I made a few changes to the above instructions. I used OTC lubricating eye drops I bought at a pharmacy. They were called Gen Teal. I trimmed my fingernail all the way down. I did the massage and popped the gland back in keeping light pressure on it for about 5 minutes. I repeated the process for the next 2 days but I saw immediate results after the first day. It has been 3 months and we have not had another occurence of cherry eye!
St. George, Utah
Baton Rouge, La
This is what I did for my english bulldog of 9 months. At the first sign of cherry eye I gently rolled her onto her back and just let her stay there with my help for a few minutes. When on her back she usually closes her eyes and relaxes (this is her submission stance). I don't think this had anything to do with it but I did also put one hand above her head (which is her jaw, essentially since she is upside down) and I envisioned her blood circulating better especially on her cherry eye so the swelling would go down. This worked for me. I'm pretty sure it was just because she was upside down and it made her close her eyes and let the cherry go back in without force. At the time she seemed to have fallen asleep for the 3-5 minutes she was upside down on her back. This was over a week ago and it has not come back as of yet... BTW no ice, no drops, nothing else was needed. Hope this can work for other peoples dogs.
Our puppy developed a small cherry. I tried a few things so I am not sure which worked after a couple of days of giving supplements her cherry eye is gone.

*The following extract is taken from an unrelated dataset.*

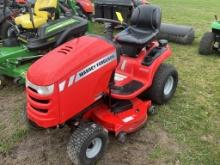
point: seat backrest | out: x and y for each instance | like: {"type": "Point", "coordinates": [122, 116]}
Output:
{"type": "Point", "coordinates": [146, 17]}
{"type": "Point", "coordinates": [39, 4]}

I first checked online and tried massage. I did not have any success with this. I tried applying cold. Not much success with this either.
I checked what the cause of the affliction and it seems to be a deficiency in the connective tissue so I looked to see what would support and encourage the development of connective tissue. I bought a dog food that had glucasamine and chronditin in it. It is an all ages food.
I added salmon oil, glucasamine sulfate and shark cartilage to her food. Salmon oil capsule - snip end and squeeze. Glucasamine sulfate tablets ground with a knife. Shark cartilage caplets powder - just open capsule.
The supplements were all from the human drug store. The salmon oil was really for my cat, but I thought it would help the powder stick to the food and encourage her to eat.
Shark cartilage - I didn't buy but a friend was going to throw away so I thought I would take it. I thought it might help develop her connective tissues.